Using customers' money for your startup

Beijing has the world’s costliest rental housing, according to a survey of 15 global cities, with average prices more than 1.2 times average salaries, says a report by the Global Cities Business Alliance, a UK-based not-for-profit organization. The rise in rent, in developing countries like China, India, and Pakistan, has provided developers an opportunity to make money out of thin air.

What they do is to purchase a piece of land and then announce construction of residential plaza or shopping mall over it. Advance booking is announced for residential and commercial units. The advance money collected is then used for completing the project. Unheard in many developed countries, realty development is one of the most lucrative areas for investors.

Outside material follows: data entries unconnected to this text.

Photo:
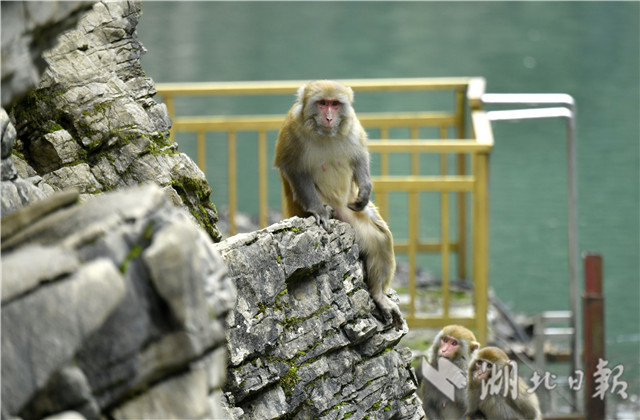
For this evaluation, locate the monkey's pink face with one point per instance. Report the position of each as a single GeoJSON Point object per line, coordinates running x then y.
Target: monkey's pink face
{"type": "Point", "coordinates": [482, 370]}
{"type": "Point", "coordinates": [328, 112]}
{"type": "Point", "coordinates": [448, 347]}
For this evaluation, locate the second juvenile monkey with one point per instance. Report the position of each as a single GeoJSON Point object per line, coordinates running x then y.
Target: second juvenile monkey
{"type": "Point", "coordinates": [456, 344]}
{"type": "Point", "coordinates": [323, 160]}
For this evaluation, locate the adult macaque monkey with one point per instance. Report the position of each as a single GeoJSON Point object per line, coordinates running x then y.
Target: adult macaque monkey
{"type": "Point", "coordinates": [323, 159]}
{"type": "Point", "coordinates": [513, 401]}
{"type": "Point", "coordinates": [456, 344]}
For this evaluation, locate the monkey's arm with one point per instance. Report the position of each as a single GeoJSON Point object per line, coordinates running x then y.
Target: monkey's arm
{"type": "Point", "coordinates": [363, 179]}
{"type": "Point", "coordinates": [305, 194]}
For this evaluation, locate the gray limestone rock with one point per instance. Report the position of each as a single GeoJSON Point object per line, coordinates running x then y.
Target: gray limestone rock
{"type": "Point", "coordinates": [304, 339]}
{"type": "Point", "coordinates": [38, 337]}
{"type": "Point", "coordinates": [108, 299]}
{"type": "Point", "coordinates": [92, 122]}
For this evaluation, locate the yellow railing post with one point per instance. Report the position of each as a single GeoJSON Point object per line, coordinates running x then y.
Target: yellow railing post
{"type": "Point", "coordinates": [262, 178]}
{"type": "Point", "coordinates": [202, 152]}
{"type": "Point", "coordinates": [231, 144]}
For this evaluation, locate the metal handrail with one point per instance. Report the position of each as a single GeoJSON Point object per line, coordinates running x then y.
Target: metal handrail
{"type": "Point", "coordinates": [565, 109]}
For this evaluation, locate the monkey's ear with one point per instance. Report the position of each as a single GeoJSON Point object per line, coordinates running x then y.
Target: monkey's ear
{"type": "Point", "coordinates": [300, 93]}
{"type": "Point", "coordinates": [350, 94]}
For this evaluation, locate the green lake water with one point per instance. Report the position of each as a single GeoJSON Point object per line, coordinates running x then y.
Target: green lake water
{"type": "Point", "coordinates": [589, 50]}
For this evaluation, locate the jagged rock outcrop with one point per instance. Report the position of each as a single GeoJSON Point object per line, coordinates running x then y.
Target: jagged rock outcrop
{"type": "Point", "coordinates": [112, 307]}
{"type": "Point", "coordinates": [303, 338]}
{"type": "Point", "coordinates": [93, 124]}
{"type": "Point", "coordinates": [29, 28]}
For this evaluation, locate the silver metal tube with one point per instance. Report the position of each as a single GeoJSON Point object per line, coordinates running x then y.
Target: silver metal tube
{"type": "Point", "coordinates": [566, 110]}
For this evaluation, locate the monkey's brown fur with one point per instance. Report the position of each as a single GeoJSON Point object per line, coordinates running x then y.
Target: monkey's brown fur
{"type": "Point", "coordinates": [324, 166]}
{"type": "Point", "coordinates": [436, 404]}
{"type": "Point", "coordinates": [498, 406]}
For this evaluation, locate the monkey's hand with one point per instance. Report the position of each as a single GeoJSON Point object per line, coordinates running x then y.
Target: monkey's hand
{"type": "Point", "coordinates": [362, 200]}
{"type": "Point", "coordinates": [322, 216]}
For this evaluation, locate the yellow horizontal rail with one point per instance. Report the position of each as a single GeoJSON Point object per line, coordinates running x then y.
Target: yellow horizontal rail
{"type": "Point", "coordinates": [423, 183]}
{"type": "Point", "coordinates": [428, 146]}
{"type": "Point", "coordinates": [274, 122]}
{"type": "Point", "coordinates": [291, 86]}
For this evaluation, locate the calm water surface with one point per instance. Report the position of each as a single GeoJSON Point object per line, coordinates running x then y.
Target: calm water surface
{"type": "Point", "coordinates": [589, 50]}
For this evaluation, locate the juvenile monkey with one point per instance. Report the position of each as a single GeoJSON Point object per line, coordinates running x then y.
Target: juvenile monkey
{"type": "Point", "coordinates": [518, 403]}
{"type": "Point", "coordinates": [455, 343]}
{"type": "Point", "coordinates": [322, 156]}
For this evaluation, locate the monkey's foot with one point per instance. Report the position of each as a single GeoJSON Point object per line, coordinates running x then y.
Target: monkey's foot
{"type": "Point", "coordinates": [390, 314]}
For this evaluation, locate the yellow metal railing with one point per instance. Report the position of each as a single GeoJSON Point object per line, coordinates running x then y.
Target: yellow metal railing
{"type": "Point", "coordinates": [467, 93]}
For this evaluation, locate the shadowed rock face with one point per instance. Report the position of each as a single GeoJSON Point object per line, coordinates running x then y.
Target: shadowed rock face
{"type": "Point", "coordinates": [111, 302]}
{"type": "Point", "coordinates": [28, 29]}
{"type": "Point", "coordinates": [303, 337]}
{"type": "Point", "coordinates": [92, 122]}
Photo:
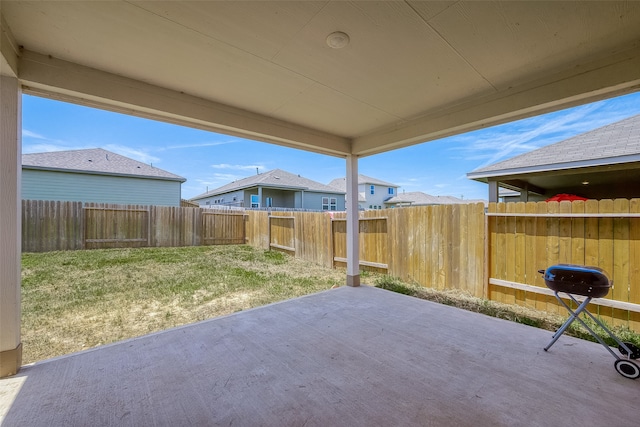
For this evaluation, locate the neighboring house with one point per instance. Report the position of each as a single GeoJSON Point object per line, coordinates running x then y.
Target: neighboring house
{"type": "Point", "coordinates": [418, 198]}
{"type": "Point", "coordinates": [97, 175]}
{"type": "Point", "coordinates": [372, 192]}
{"type": "Point", "coordinates": [274, 189]}
{"type": "Point", "coordinates": [601, 164]}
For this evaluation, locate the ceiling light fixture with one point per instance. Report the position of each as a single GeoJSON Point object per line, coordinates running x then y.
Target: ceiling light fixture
{"type": "Point", "coordinates": [337, 40]}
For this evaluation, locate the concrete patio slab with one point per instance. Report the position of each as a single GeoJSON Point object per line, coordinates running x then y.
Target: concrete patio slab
{"type": "Point", "coordinates": [344, 357]}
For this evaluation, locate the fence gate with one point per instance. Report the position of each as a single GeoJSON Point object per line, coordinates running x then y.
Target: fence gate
{"type": "Point", "coordinates": [373, 243]}
{"type": "Point", "coordinates": [116, 227]}
{"type": "Point", "coordinates": [223, 228]}
{"type": "Point", "coordinates": [282, 233]}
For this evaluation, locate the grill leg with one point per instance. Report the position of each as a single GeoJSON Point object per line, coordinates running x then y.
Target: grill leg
{"type": "Point", "coordinates": [574, 316]}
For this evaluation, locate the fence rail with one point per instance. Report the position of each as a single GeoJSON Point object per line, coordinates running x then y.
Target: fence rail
{"type": "Point", "coordinates": [494, 254]}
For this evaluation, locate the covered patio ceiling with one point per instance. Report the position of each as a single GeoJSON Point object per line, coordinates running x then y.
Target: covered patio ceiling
{"type": "Point", "coordinates": [413, 71]}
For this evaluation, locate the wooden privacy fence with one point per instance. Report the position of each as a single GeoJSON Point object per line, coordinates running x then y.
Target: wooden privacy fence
{"type": "Point", "coordinates": [48, 226]}
{"type": "Point", "coordinates": [495, 255]}
{"type": "Point", "coordinates": [526, 237]}
{"type": "Point", "coordinates": [433, 246]}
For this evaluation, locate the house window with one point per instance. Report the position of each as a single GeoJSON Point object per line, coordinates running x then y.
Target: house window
{"type": "Point", "coordinates": [329, 204]}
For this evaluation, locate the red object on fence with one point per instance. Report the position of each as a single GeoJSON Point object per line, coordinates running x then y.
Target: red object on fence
{"type": "Point", "coordinates": [562, 197]}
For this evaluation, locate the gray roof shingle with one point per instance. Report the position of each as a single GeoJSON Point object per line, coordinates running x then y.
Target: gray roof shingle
{"type": "Point", "coordinates": [613, 143]}
{"type": "Point", "coordinates": [341, 183]}
{"type": "Point", "coordinates": [274, 178]}
{"type": "Point", "coordinates": [95, 161]}
{"type": "Point", "coordinates": [420, 198]}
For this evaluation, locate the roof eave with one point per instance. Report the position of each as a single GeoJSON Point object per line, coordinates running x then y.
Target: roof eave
{"type": "Point", "coordinates": [484, 176]}
{"type": "Point", "coordinates": [86, 172]}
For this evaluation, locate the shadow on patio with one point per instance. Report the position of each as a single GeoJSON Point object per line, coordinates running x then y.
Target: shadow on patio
{"type": "Point", "coordinates": [348, 356]}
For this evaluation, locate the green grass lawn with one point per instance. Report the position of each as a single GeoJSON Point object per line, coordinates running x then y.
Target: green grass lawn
{"type": "Point", "coordinates": [76, 300]}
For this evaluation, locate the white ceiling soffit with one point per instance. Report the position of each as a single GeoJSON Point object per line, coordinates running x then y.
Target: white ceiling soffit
{"type": "Point", "coordinates": [412, 71]}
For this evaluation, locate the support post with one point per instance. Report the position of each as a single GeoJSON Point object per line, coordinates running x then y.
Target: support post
{"type": "Point", "coordinates": [353, 225]}
{"type": "Point", "coordinates": [10, 225]}
{"type": "Point", "coordinates": [493, 191]}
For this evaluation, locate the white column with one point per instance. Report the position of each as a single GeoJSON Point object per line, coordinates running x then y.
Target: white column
{"type": "Point", "coordinates": [10, 224]}
{"type": "Point", "coordinates": [353, 227]}
{"type": "Point", "coordinates": [493, 191]}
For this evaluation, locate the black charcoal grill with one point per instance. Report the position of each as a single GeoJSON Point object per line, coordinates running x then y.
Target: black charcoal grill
{"type": "Point", "coordinates": [588, 283]}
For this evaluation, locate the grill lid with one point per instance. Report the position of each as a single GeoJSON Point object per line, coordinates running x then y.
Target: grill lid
{"type": "Point", "coordinates": [577, 279]}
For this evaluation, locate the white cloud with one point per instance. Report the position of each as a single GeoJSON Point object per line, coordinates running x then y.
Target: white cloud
{"type": "Point", "coordinates": [28, 134]}
{"type": "Point", "coordinates": [47, 147]}
{"type": "Point", "coordinates": [502, 142]}
{"type": "Point", "coordinates": [196, 145]}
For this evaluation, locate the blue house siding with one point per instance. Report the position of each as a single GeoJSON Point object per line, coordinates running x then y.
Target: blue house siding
{"type": "Point", "coordinates": [54, 185]}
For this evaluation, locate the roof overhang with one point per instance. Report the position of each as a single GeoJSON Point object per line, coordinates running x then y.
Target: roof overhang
{"type": "Point", "coordinates": [413, 72]}
{"type": "Point", "coordinates": [598, 179]}
{"type": "Point", "coordinates": [85, 172]}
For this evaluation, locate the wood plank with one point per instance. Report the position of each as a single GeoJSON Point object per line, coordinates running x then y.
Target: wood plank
{"type": "Point", "coordinates": [605, 250]}
{"type": "Point", "coordinates": [620, 291]}
{"type": "Point", "coordinates": [634, 265]}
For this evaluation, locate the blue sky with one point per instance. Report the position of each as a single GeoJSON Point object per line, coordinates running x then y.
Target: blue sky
{"type": "Point", "coordinates": [208, 160]}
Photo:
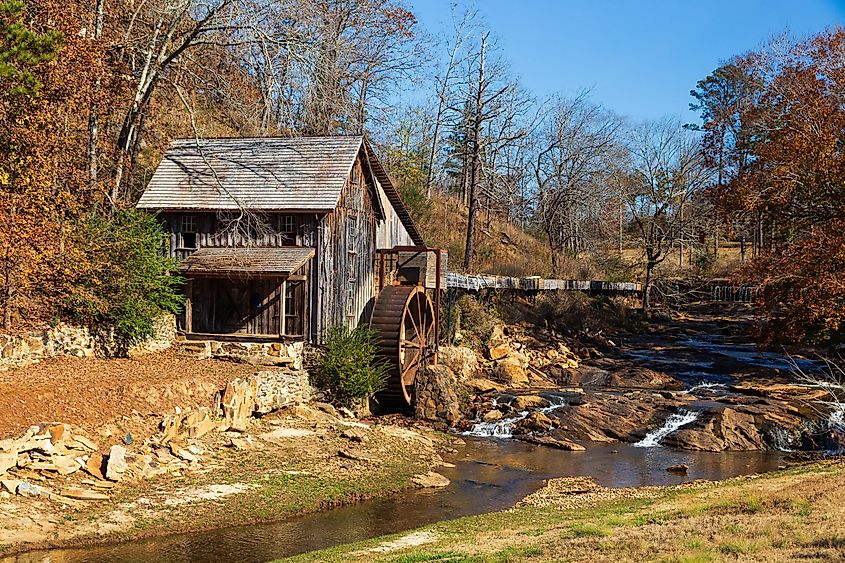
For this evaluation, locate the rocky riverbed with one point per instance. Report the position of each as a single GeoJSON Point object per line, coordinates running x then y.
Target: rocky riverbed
{"type": "Point", "coordinates": [697, 383]}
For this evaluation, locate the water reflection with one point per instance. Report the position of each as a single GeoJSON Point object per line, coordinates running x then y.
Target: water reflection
{"type": "Point", "coordinates": [489, 475]}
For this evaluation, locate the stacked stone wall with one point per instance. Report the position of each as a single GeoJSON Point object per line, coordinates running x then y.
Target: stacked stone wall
{"type": "Point", "coordinates": [66, 340]}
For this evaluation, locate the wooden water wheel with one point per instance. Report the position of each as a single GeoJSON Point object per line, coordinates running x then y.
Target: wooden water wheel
{"type": "Point", "coordinates": [404, 318]}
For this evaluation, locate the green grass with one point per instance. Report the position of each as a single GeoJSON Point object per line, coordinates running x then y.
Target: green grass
{"type": "Point", "coordinates": [760, 520]}
{"type": "Point", "coordinates": [587, 530]}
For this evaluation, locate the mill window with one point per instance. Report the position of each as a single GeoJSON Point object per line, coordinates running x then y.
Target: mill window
{"type": "Point", "coordinates": [188, 231]}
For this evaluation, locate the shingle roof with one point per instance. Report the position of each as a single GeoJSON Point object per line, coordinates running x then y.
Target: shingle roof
{"type": "Point", "coordinates": [280, 261]}
{"type": "Point", "coordinates": [297, 174]}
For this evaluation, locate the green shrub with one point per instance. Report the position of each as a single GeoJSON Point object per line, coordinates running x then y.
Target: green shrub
{"type": "Point", "coordinates": [127, 284]}
{"type": "Point", "coordinates": [414, 197]}
{"type": "Point", "coordinates": [349, 367]}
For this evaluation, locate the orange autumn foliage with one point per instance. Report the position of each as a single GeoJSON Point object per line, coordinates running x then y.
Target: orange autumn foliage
{"type": "Point", "coordinates": [795, 183]}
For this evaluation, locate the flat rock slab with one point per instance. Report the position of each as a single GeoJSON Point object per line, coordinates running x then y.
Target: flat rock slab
{"type": "Point", "coordinates": [286, 433]}
{"type": "Point", "coordinates": [430, 480]}
{"type": "Point", "coordinates": [83, 494]}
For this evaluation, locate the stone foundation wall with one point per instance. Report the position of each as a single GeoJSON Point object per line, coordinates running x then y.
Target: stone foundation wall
{"type": "Point", "coordinates": [66, 340]}
{"type": "Point", "coordinates": [289, 354]}
{"type": "Point", "coordinates": [263, 393]}
{"type": "Point", "coordinates": [438, 395]}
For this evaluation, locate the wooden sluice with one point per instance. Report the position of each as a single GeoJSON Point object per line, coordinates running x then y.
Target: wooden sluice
{"type": "Point", "coordinates": [480, 282]}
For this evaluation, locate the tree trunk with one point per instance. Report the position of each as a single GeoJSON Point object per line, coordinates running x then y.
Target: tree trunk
{"type": "Point", "coordinates": [476, 136]}
{"type": "Point", "coordinates": [649, 269]}
{"type": "Point", "coordinates": [94, 112]}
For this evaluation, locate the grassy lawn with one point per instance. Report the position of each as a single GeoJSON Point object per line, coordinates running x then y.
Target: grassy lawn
{"type": "Point", "coordinates": [786, 516]}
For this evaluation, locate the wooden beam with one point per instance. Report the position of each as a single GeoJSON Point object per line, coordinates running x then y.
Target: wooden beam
{"type": "Point", "coordinates": [282, 319]}
{"type": "Point", "coordinates": [189, 309]}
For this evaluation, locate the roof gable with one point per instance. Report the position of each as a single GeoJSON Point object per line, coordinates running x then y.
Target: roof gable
{"type": "Point", "coordinates": [305, 174]}
{"type": "Point", "coordinates": [264, 174]}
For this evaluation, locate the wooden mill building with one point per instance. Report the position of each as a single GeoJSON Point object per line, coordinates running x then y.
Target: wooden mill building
{"type": "Point", "coordinates": [277, 237]}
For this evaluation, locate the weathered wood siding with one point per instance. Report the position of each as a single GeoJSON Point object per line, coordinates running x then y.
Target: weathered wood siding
{"type": "Point", "coordinates": [390, 231]}
{"type": "Point", "coordinates": [210, 231]}
{"type": "Point", "coordinates": [345, 284]}
{"type": "Point", "coordinates": [240, 306]}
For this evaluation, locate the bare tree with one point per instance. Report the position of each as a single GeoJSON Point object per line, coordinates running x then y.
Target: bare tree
{"type": "Point", "coordinates": [667, 171]}
{"type": "Point", "coordinates": [155, 35]}
{"type": "Point", "coordinates": [444, 84]}
{"type": "Point", "coordinates": [571, 156]}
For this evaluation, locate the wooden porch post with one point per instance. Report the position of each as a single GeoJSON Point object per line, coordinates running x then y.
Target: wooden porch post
{"type": "Point", "coordinates": [283, 320]}
{"type": "Point", "coordinates": [189, 310]}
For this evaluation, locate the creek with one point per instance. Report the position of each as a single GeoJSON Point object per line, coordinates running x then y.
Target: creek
{"type": "Point", "coordinates": [489, 475]}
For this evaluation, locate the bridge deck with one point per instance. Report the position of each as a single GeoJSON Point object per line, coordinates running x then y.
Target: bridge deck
{"type": "Point", "coordinates": [476, 282]}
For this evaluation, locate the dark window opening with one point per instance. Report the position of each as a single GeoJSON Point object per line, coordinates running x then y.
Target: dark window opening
{"type": "Point", "coordinates": [287, 224]}
{"type": "Point", "coordinates": [189, 240]}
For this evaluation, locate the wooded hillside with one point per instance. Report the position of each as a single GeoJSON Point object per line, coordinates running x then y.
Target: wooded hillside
{"type": "Point", "coordinates": [91, 93]}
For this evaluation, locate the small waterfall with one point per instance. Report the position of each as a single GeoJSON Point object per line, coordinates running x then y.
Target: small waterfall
{"type": "Point", "coordinates": [497, 429]}
{"type": "Point", "coordinates": [707, 387]}
{"type": "Point", "coordinates": [780, 439]}
{"type": "Point", "coordinates": [503, 428]}
{"type": "Point", "coordinates": [673, 423]}
{"type": "Point", "coordinates": [836, 418]}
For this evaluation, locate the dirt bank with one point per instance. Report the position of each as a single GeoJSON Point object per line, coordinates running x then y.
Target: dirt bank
{"type": "Point", "coordinates": [292, 462]}
{"type": "Point", "coordinates": [113, 395]}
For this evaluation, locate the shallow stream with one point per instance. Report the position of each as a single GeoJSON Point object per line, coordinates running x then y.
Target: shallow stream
{"type": "Point", "coordinates": [490, 474]}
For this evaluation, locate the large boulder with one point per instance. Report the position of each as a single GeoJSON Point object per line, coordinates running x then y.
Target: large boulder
{"type": "Point", "coordinates": [498, 351]}
{"type": "Point", "coordinates": [239, 403]}
{"type": "Point", "coordinates": [720, 430]}
{"type": "Point", "coordinates": [529, 402]}
{"type": "Point", "coordinates": [438, 395]}
{"type": "Point", "coordinates": [460, 359]}
{"type": "Point", "coordinates": [535, 422]}
{"type": "Point", "coordinates": [511, 373]}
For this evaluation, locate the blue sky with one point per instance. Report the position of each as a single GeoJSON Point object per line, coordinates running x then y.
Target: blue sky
{"type": "Point", "coordinates": [638, 58]}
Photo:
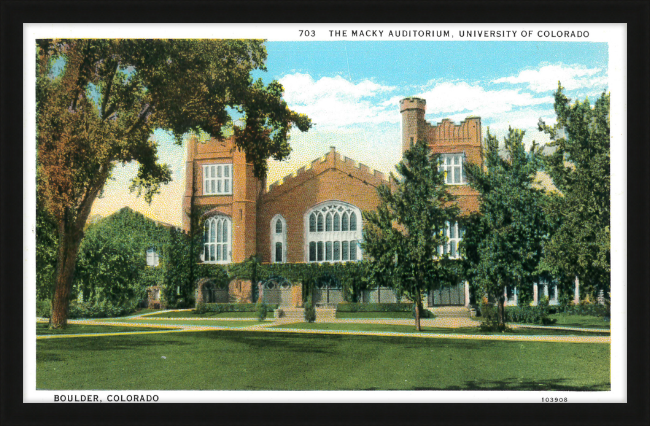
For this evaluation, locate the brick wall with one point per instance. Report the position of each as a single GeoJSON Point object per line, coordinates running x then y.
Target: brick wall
{"type": "Point", "coordinates": [333, 178]}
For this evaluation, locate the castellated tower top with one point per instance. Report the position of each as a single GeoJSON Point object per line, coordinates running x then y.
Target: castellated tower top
{"type": "Point", "coordinates": [412, 103]}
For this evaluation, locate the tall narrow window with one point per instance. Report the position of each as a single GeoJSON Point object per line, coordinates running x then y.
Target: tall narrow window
{"type": "Point", "coordinates": [217, 179]}
{"type": "Point", "coordinates": [454, 234]}
{"type": "Point", "coordinates": [278, 239]}
{"type": "Point", "coordinates": [332, 233]}
{"type": "Point", "coordinates": [152, 257]}
{"type": "Point", "coordinates": [452, 165]}
{"type": "Point", "coordinates": [217, 247]}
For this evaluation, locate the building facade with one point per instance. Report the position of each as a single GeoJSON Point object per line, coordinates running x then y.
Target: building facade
{"type": "Point", "coordinates": [315, 214]}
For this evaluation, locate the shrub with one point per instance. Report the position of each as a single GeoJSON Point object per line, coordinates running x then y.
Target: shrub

The use of customers’ money for growth isn’t limited to realty sector only; entrepreneurs can use this method to grow their startups in other areas as well. Take the example of TutorVista, which successfully leveraged this customers’ money model of financing. It started when Krishnan Ganesh hired three teachers and provided them with VoIP internet connection, PC displaying a digital whiteboard along with webcam. It quickly became a 100$ per month tuition service.

Dell is another example of customer funded business. Michael Dell, founder of Dell, started by selling customized PCs to small businesses. The core percept in his business was to collect cash before having to lay out money on chips and computers to be sold. 

Customer funding provides many benefits to the startups. Usually, startups receive higher valuations if they performed successfully for an extended period of time, without external funding. Additionally, strong cash inflows, from customers, allow entrepreneurs to focus on proving business model rather than wooing investors.

In this model of business funding, balance sheet shows more current liabilities than current assets. In accounting term it is called negative working capital. Ironically positive working capital is assumed to be good as it poses less insolvency risk to the business.

Not every startup can be run using customers’ funding. Capital intensive projects need to rely on traditional way of financing.